The JAVA-SPIFFE Helper is a simple utility for fetching X.509 SVID certificates from the SPIFFE Workload API, and storing the Private Key and the chain of certificates in a Java KeyStore in disk, and the trusted bundles (CAs) in a separated TrustStore in disk.
The Helper automatically gets the SVID updates and stores them in the KeyStore and TrustStore.
On Linux:
java -jar java-spiffe-helper-0.7.0-linux-x86_64.jar -c helper.conf
On Mac OS:
java -jar java-spiffe-helper-0.7.0-osx-x86_64.jar -c helper.conf
Either -c or --config should be used to pass the path to the config file.
(The jar can be downloaded from Github releases)

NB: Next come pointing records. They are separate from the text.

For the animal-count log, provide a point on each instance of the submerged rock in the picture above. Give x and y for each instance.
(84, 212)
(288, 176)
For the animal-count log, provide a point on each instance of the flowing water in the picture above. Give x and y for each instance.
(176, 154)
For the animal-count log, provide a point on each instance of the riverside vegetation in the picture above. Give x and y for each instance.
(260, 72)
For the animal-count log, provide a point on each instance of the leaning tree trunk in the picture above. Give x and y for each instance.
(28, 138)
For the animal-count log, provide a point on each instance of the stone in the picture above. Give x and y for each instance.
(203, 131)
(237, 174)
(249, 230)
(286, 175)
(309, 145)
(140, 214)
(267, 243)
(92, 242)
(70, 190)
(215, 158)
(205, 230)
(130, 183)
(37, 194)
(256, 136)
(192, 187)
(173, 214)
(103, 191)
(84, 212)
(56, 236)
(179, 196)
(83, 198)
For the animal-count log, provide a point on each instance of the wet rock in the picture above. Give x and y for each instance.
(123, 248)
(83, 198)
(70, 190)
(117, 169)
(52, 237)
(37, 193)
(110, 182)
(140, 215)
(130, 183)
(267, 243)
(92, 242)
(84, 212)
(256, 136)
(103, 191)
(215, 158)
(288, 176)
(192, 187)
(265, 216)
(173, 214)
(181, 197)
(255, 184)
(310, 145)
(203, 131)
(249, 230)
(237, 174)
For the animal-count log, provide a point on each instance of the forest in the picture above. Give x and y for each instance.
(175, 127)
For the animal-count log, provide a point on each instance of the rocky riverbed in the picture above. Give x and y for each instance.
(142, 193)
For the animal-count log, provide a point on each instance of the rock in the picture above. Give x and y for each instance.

keyStorePath = /tmp/keystore.p12
keyStorePass = example123
keyPass = pass123
trustStorePath = /tmp/truststore.p12
trustStorePass = otherpass123
keyStoreType = pkcs12
keyAlias = spiffe
spiffeSocketPath = unix:/tmp/agent.sock
| Configuration | Description | Default value |
|---|---|---|
keyStorePath |
Path to the Java KeyStore File for storing the Private Key and chain of certs | none |
keyStorePass |
Password to protect the Java KeyStore File | none |
keyPass |
Password to protect the Private Key entry in the KeyStore | none |
trustStorePath |
Path to the Java TrustStore File for storing the trusted bundles | none |
trustStorePass |
Password to protect the Java TrustStore File | none |
keyStoreType |
Java KeyStore Type. (pkcs12 and jks are supported). Case insensitive. |
pkcs12 |
keyAlias |
Alias for the Private Key entry | spiffe |
spiffeSocketPath |
Path the Workload API | Read from the system variable: SPIFFE_ENDPOINT_SOCKET |
KeyStore and TrustStore must be in separate files. If keyStorePath and trustStorePath points to the same file, an error
is shown
.
If the store files do not exist, they are created.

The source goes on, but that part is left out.